Haider made clear the extent of the problems confronting his party when, in an interview with News, he described the FP as “bankrupt” and speculated that it is best to “wait for the end and then to initiate a new beginning without any old bias.” This is the reason why he is concentrating on the regional elections in Kärnten, which are to take place next March.

Haider aims to lead his election campaign in opposition to the right-wing/conservative government in Vienna and thereby against his own party. His electoral material contains no reference to his party, the FP or the color blue, which is associated with the FP. The content of the FP’s election campaign in Kärnten will be a populist attack on the neo-liberal policies of Schüssel and Grasser. If Haider wins that election, he could attempt to reorganise the party from Kärnten.

This would not be the first time in the FP’s history this has happened. In the middle of the 1980s, before the elections in Kärnten, Haider launched an offensive against the former chairman of the party and vice chancellor, Norbert Steger. When the federal government fell apart, Haider toppled Steger and took over the chairmanship of the FP. Then he changed the party, which had had a liberal orientation under Steger, into a staunchly right-wing populist party that rapidly won ground in the 1990s under his leadership.

But in contrast to the 1990s, the party has for the most part politically worn itself out. In the past, as an opposition party with right-wing populist slogans, it was able to channel social discontent for its own reactionary ends. As a ruling party, this is becoming more and more impossible. The most important function of the FP was to shift the whole political spectrum in Austria to the right.

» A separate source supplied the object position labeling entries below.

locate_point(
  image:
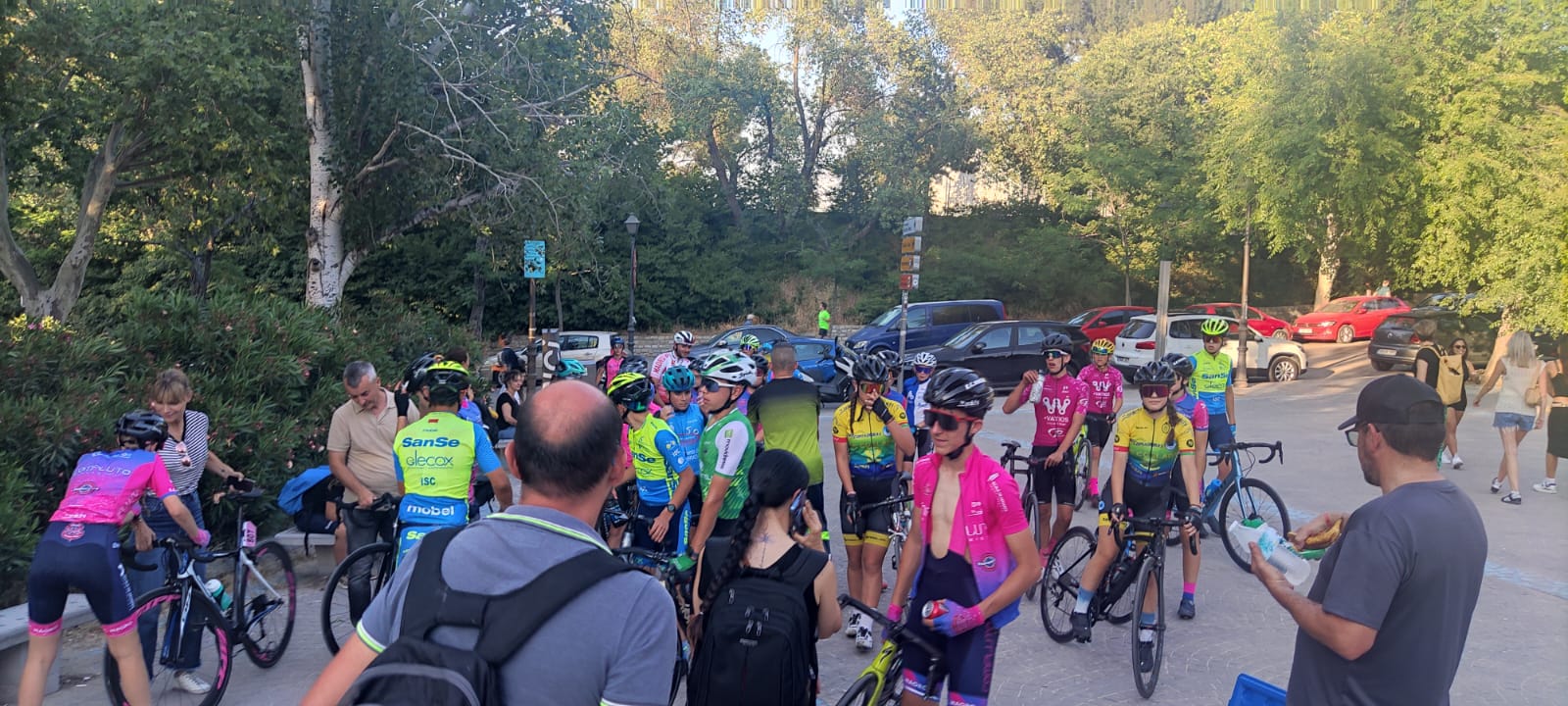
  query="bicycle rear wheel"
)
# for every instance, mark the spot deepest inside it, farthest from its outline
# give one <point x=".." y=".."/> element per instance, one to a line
<point x="1063" y="573"/>
<point x="203" y="635"/>
<point x="341" y="611"/>
<point x="1250" y="501"/>
<point x="266" y="609"/>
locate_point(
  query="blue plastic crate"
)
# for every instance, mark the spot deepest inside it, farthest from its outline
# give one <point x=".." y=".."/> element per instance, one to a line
<point x="1251" y="690"/>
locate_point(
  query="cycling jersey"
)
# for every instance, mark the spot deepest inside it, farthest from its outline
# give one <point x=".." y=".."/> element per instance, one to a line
<point x="726" y="449"/>
<point x="658" y="460"/>
<point x="872" y="452"/>
<point x="1060" y="399"/>
<point x="106" y="486"/>
<point x="1104" y="388"/>
<point x="1211" y="377"/>
<point x="1152" y="446"/>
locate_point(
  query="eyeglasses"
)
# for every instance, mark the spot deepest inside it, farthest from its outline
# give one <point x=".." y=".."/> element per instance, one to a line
<point x="946" y="420"/>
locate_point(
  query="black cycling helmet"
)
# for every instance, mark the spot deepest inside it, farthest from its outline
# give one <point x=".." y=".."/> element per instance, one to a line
<point x="869" y="369"/>
<point x="143" y="426"/>
<point x="1157" y="373"/>
<point x="1055" y="341"/>
<point x="960" y="389"/>
<point x="1180" y="365"/>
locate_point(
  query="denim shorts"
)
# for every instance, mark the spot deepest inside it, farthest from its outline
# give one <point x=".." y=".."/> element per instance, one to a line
<point x="1523" y="423"/>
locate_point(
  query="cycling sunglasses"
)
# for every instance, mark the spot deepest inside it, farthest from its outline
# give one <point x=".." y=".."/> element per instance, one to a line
<point x="946" y="420"/>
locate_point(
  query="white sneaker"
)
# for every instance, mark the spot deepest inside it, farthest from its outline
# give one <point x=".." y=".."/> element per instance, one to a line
<point x="190" y="682"/>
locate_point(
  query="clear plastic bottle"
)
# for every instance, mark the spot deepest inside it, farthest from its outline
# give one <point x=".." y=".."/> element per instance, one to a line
<point x="1275" y="551"/>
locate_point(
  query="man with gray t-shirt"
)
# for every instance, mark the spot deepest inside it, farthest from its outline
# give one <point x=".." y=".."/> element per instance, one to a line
<point x="1387" y="619"/>
<point x="613" y="643"/>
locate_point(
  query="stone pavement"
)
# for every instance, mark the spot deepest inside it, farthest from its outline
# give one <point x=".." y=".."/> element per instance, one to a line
<point x="1517" y="639"/>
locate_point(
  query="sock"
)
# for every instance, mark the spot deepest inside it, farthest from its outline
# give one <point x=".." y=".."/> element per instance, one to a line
<point x="1086" y="596"/>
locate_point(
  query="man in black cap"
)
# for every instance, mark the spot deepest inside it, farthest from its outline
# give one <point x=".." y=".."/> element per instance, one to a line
<point x="1387" y="619"/>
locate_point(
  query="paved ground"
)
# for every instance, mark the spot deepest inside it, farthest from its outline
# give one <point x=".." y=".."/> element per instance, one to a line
<point x="1515" y="648"/>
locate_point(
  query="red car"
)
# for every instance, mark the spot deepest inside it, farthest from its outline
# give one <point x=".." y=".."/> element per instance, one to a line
<point x="1105" y="322"/>
<point x="1266" y="326"/>
<point x="1348" y="319"/>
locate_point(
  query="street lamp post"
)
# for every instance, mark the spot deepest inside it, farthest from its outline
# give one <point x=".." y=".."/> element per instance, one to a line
<point x="631" y="300"/>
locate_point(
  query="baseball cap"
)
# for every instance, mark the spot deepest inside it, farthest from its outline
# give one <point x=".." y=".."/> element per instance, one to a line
<point x="1396" y="399"/>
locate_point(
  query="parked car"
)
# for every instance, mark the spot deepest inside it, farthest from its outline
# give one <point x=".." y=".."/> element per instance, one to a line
<point x="930" y="324"/>
<point x="1277" y="360"/>
<point x="1104" y="322"/>
<point x="1003" y="350"/>
<point x="1348" y="319"/>
<point x="1264" y="324"/>
<point x="1395" y="341"/>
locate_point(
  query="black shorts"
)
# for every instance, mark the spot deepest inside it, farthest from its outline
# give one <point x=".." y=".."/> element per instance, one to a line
<point x="1053" y="479"/>
<point x="1098" y="429"/>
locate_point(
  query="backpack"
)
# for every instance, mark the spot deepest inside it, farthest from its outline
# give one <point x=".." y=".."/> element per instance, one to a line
<point x="417" y="671"/>
<point x="760" y="637"/>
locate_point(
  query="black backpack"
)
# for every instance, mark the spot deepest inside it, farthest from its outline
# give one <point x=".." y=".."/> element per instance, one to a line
<point x="760" y="637"/>
<point x="417" y="671"/>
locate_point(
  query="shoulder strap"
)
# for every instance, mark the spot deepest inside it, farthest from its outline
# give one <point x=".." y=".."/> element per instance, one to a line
<point x="519" y="614"/>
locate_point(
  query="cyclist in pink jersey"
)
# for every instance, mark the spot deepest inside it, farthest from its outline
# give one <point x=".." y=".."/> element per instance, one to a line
<point x="80" y="551"/>
<point x="1058" y="413"/>
<point x="1104" y="402"/>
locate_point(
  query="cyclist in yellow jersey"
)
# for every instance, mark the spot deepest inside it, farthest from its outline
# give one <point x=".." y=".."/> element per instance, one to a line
<point x="435" y="459"/>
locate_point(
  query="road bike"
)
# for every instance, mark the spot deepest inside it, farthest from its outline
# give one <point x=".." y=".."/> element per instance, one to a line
<point x="1139" y="565"/>
<point x="882" y="682"/>
<point x="1246" y="499"/>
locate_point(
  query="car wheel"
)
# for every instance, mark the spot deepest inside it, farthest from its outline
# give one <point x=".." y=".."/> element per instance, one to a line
<point x="1285" y="369"/>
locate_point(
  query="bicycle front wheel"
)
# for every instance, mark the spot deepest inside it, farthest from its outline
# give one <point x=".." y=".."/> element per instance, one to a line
<point x="1250" y="501"/>
<point x="266" y="608"/>
<point x="187" y="637"/>
<point x="342" y="603"/>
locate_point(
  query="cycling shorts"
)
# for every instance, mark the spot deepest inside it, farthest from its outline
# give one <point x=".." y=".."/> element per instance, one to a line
<point x="966" y="658"/>
<point x="869" y="528"/>
<point x="1053" y="479"/>
<point x="1098" y="429"/>
<point x="83" y="557"/>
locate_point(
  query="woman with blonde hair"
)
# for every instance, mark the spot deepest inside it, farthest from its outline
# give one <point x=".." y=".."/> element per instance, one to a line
<point x="1517" y="413"/>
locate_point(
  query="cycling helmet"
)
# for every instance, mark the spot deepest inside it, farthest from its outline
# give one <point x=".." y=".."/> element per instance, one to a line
<point x="637" y="365"/>
<point x="632" y="391"/>
<point x="731" y="368"/>
<point x="869" y="369"/>
<point x="960" y="389"/>
<point x="143" y="426"/>
<point x="1157" y="373"/>
<point x="1215" y="327"/>
<point x="1180" y="365"/>
<point x="1055" y="341"/>
<point x="678" y="378"/>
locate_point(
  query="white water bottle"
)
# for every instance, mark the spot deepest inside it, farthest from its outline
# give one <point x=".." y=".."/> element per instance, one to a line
<point x="1274" y="551"/>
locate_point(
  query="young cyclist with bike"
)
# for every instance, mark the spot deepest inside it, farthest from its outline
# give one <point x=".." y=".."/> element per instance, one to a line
<point x="971" y="537"/>
<point x="1060" y="408"/>
<point x="1104" y="404"/>
<point x="869" y="436"/>
<point x="663" y="475"/>
<point x="1152" y="452"/>
<point x="80" y="551"/>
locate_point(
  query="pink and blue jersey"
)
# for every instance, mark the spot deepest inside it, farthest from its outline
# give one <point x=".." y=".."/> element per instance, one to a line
<point x="106" y="486"/>
<point x="1104" y="388"/>
<point x="988" y="510"/>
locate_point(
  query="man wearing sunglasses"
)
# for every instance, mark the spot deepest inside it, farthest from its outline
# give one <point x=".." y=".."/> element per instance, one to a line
<point x="969" y="556"/>
<point x="1058" y="412"/>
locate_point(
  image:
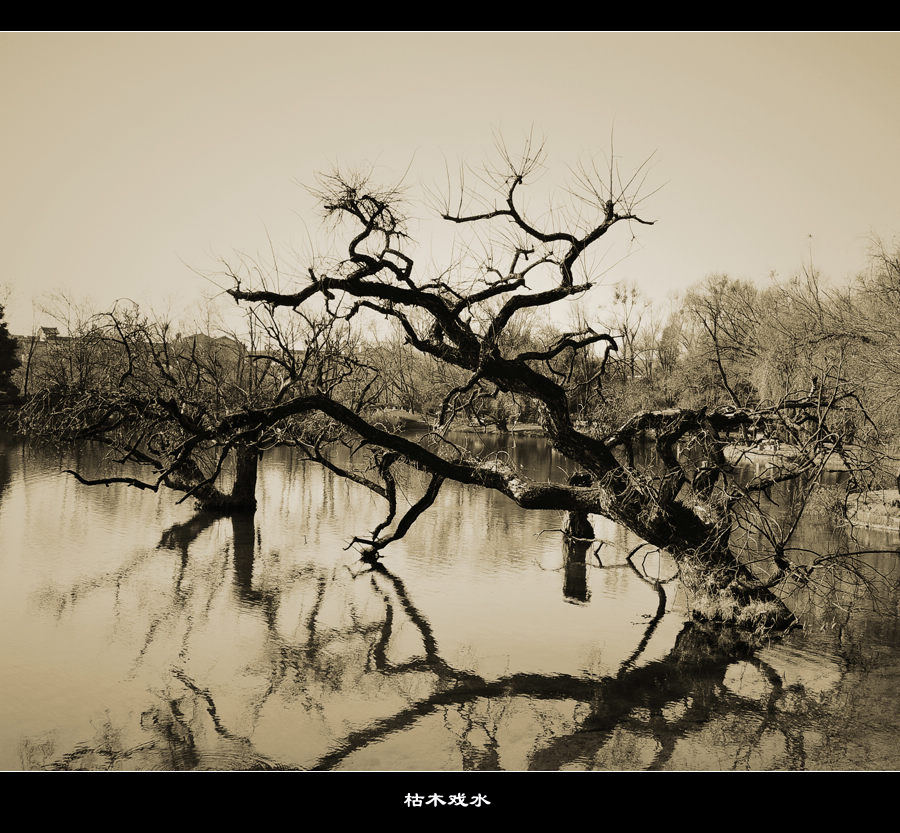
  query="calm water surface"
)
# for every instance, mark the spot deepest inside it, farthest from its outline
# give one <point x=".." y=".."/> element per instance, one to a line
<point x="136" y="635"/>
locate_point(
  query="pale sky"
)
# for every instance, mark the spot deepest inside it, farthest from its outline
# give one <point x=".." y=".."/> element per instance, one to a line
<point x="132" y="161"/>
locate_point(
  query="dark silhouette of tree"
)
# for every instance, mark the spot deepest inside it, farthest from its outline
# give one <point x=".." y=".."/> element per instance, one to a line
<point x="683" y="497"/>
<point x="166" y="402"/>
<point x="9" y="359"/>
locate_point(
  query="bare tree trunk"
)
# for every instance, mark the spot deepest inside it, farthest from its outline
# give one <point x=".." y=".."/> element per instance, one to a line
<point x="242" y="497"/>
<point x="243" y="493"/>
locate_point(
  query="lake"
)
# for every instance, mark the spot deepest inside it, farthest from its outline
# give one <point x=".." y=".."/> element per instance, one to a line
<point x="138" y="636"/>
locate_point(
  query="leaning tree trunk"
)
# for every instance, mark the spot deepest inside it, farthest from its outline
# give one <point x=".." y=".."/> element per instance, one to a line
<point x="242" y="497"/>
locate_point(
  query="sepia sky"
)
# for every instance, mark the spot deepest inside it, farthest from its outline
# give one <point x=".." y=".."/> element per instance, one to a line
<point x="131" y="162"/>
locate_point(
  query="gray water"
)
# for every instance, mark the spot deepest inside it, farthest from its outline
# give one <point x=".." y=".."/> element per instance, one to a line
<point x="136" y="635"/>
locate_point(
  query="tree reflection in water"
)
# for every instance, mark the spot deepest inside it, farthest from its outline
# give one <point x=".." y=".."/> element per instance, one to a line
<point x="633" y="718"/>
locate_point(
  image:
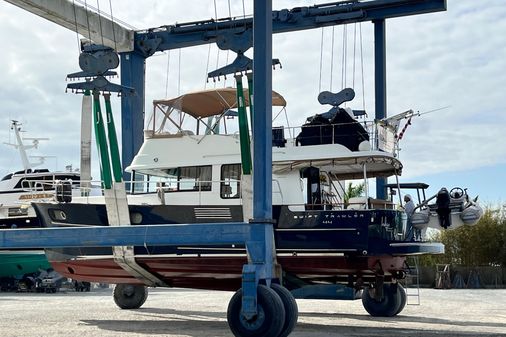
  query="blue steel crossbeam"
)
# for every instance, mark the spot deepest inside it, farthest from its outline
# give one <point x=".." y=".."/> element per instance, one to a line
<point x="220" y="31"/>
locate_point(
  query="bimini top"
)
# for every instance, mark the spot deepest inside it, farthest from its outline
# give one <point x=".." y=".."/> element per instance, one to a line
<point x="207" y="103"/>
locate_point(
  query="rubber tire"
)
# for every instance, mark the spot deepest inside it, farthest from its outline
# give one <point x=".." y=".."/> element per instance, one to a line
<point x="404" y="297"/>
<point x="387" y="307"/>
<point x="270" y="310"/>
<point x="129" y="296"/>
<point x="291" y="309"/>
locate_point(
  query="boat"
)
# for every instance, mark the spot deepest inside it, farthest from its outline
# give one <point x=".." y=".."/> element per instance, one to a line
<point x="17" y="191"/>
<point x="188" y="170"/>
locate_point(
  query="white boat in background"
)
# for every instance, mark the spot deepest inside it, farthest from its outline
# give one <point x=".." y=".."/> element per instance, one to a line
<point x="20" y="188"/>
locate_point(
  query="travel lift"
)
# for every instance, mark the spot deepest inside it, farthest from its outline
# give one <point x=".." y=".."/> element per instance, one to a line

Under these conditions, the recent regional elections show a new political development. The Greens are offering their services to Schüssel as replacement for the FP. Several commentaries after the election spoke of a “conservative-Green option.”

High-ranking representatives of the ÖVP, like regional president Josef Pühringer, regard the Greens at the moment to be a more stable partner than the FP for the job of implementing attacks on the social fabric. The Greens have already signalled that they would agree to a coalition government with the conservatives.

During the coalition negotiations following the last parliamentary elections, the Greens had already offered to take the place of the FP. If the Greens do participate in the state government of Upper Austria, it would strengthen the advocates of an ÖVP-Green coalition in Vienna.